An abrupt release of methane, a powerful greenhouse gas, from ice sheets that extended to Earth’s low latitudes some 635 million years ago caused a dramatic shift in climate, scientists funded by the National Science Foundation (NSF) report in this week’s issue of the journal Nature.
The shift triggered events that resulted in global warming and an ending of the last “snowball” ice age.
The researchers believe that the methane was released gradually at first and then very quickly from clathrates–methane ice that forms and stabilizes beneath ice sheets.
When the ice sheets became unstable, they collapsed, releasing pressure on the clathrates. The clathrates then began to de-gas.
“Our findings document an abrupt and catastrophic global warming that led from a very cold, seemingly stable climate state to a very warm, also stable, climate state–with no pause in between,” said geologist Martin Kennedy of the University of California at Riverside (UCR), who led the research team.
“What we now need to know is the sensitivity of the trigger,” he said. “How much forcing does it take to move from one stable state to the other–and are we approaching something like that today with current carbon dioxide warming?”
This transition “from ‘snowball Earth’ into a warmer period shows the compelling need for research on abrupt climate change in Earth’s history,” said H. Richard Lane, program director in NSF’s Division of Earth Sciences. “These changes have much to tell us about the modern human-induced threat of rapid climate change.”
According to Kennedy and colleagues, methane clathrate destabilization acted as a runaway feedback to increased global warming, and was the tipping point that ended the last snowball Earth. (The snowball Earth hypothesis posits that the Earth was covered from pole to pole in a thick sheet of ice for millions of years at a time.)
“Once methane was released at low latitudes from destabilization in front of the ice sheets, warming caused other clathrates to destabilize,” Kennedy said. “Clathrates are held in a temperature-pressure balance of only a few degrees.”
Not all of Earth’s methane was released millions of years ago. Methane clathrates are present today in Arctic permafrost and beneath the oceans at continental margins; they will remain dormant, it’s thought, unless triggered by warming.
This trigger is a major concern, Kennedy said, because it’s possible that very little warming could unleash this trapped methane.

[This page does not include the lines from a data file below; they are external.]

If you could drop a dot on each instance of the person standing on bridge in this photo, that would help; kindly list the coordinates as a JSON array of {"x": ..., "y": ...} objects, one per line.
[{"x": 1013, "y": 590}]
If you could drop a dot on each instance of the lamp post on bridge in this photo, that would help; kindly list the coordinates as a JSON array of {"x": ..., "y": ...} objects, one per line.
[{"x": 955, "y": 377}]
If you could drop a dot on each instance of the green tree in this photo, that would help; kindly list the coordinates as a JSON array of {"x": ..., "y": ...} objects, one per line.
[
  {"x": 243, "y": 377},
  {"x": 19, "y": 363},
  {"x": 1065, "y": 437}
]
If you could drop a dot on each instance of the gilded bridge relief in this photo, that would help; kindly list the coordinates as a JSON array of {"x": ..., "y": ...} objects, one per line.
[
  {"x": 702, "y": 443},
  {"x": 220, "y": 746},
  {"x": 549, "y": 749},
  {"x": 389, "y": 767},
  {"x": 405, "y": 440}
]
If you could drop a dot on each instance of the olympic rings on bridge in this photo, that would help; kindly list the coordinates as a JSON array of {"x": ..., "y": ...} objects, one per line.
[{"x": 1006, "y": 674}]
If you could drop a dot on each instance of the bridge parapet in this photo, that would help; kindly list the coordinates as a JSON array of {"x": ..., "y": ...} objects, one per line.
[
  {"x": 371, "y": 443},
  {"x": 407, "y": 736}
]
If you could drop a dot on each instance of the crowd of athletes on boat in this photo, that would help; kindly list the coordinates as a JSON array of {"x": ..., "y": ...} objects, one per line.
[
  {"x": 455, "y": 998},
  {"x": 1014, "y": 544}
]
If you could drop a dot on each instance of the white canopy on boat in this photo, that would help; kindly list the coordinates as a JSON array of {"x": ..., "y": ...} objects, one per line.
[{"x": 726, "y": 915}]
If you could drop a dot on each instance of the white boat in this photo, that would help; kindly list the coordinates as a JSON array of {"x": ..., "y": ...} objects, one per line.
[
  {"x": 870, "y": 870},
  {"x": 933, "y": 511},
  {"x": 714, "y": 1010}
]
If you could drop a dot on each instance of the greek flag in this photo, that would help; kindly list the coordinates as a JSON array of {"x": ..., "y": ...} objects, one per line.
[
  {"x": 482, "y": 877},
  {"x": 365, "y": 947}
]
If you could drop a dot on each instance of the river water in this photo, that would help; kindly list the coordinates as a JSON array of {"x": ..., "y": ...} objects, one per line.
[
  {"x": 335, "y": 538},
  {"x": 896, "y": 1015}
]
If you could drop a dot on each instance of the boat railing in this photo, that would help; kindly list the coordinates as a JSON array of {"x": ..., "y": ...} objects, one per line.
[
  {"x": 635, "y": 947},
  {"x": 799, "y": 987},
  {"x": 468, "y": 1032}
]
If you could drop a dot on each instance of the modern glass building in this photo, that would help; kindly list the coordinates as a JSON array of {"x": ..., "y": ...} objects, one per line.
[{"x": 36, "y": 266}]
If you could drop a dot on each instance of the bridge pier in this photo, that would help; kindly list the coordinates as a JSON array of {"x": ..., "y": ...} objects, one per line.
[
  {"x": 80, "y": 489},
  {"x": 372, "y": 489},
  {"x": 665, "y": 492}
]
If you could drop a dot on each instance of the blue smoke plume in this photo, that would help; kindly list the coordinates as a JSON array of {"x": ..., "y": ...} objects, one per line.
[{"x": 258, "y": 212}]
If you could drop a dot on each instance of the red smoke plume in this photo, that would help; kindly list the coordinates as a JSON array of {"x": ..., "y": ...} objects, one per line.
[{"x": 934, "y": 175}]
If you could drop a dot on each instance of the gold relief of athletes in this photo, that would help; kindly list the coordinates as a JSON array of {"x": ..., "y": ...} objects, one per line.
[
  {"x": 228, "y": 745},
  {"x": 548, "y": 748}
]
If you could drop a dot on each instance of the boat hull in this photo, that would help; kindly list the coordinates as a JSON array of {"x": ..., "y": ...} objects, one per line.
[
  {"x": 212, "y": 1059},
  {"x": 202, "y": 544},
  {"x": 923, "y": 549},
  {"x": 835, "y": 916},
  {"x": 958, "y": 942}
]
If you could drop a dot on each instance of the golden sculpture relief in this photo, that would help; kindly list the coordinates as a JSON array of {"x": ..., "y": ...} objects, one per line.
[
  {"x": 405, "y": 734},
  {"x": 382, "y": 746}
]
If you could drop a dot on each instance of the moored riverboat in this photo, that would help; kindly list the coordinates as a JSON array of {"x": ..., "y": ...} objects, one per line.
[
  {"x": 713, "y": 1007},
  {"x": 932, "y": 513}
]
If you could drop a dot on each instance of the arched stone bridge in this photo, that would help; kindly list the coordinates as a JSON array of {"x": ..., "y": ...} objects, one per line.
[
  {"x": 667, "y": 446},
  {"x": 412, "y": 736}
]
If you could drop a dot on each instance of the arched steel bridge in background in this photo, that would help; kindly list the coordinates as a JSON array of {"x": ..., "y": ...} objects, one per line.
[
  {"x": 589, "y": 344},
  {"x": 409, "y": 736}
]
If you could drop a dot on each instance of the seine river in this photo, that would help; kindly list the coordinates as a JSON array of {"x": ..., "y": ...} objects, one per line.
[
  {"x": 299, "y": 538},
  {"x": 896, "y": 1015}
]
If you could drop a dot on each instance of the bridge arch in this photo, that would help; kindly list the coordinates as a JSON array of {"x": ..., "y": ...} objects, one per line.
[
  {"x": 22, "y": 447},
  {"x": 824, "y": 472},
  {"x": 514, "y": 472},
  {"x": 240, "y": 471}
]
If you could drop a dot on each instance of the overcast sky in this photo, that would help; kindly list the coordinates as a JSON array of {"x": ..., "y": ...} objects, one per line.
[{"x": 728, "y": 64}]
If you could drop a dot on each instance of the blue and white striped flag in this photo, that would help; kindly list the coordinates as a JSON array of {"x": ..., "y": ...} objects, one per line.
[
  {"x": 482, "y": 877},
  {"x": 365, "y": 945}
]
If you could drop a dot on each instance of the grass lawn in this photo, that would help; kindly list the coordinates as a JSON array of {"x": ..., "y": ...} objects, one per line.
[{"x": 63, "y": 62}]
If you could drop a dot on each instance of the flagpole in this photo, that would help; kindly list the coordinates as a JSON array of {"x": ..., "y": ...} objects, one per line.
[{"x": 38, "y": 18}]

Uncovering the methane reservoir could potentially warm the Earth tens of degrees, he said, and the mechanism could be very rapid.
Such a fast uncovering of clathrates could have triggered a catastrophic climate and biogeochemical reorganization of the ocean and atmosphere around 635 million years ago, Kennedy believes.
The abruptness of the glacial termination, along with changes in ancient ocean chemistry and chemical deposits in the oceans, have been a challenge to climate scientists.
“The geologic deposits of this period are quite different from what we find in subsequent deglaciation,” Kennedy said. “They immediately precede the first appearance of animals on Earth, suggesting some kind of environmental link.”
Also called marsh gas, methane is a colorless, odorless gas. As a greenhouse gas, it is about 30 times more potent than carbon dioxide.
“Today we’re conducting a global-scale experiment with Earth’s climate system,” Kennedy said, “and witnessing an unprecedented rate of warming, all with little or no knowledge of what instabilities lurk in the climate system and how they can influence life on Earth.
“Much the same experiment was done 635 million years ago, and the outcome is preserved in the geologic record. We see that strong forcing on the climate, not unlike the current carbon dioxide forcing, results in the activation of latent controls in the climate system that, once initiated, change climate to a completely different state.”
Kennedy and colleagues collected hundreds of marine sediment samples in South Australia for stable isotope analysis, an important tool used in climate reconstruction.
The scientists found the broadest range of oxygen isotopic variation ever reported from marine sediments, which they attribute to melting waters in ice sheets as well as destabilization of clathrates by glacial meltwater.
Kennedy was joined in the study by David Mrofka of UCR and Chris von der Borch of Flinders University, Australia.
The study also was supported by grants from NASA’s Exobiology Program.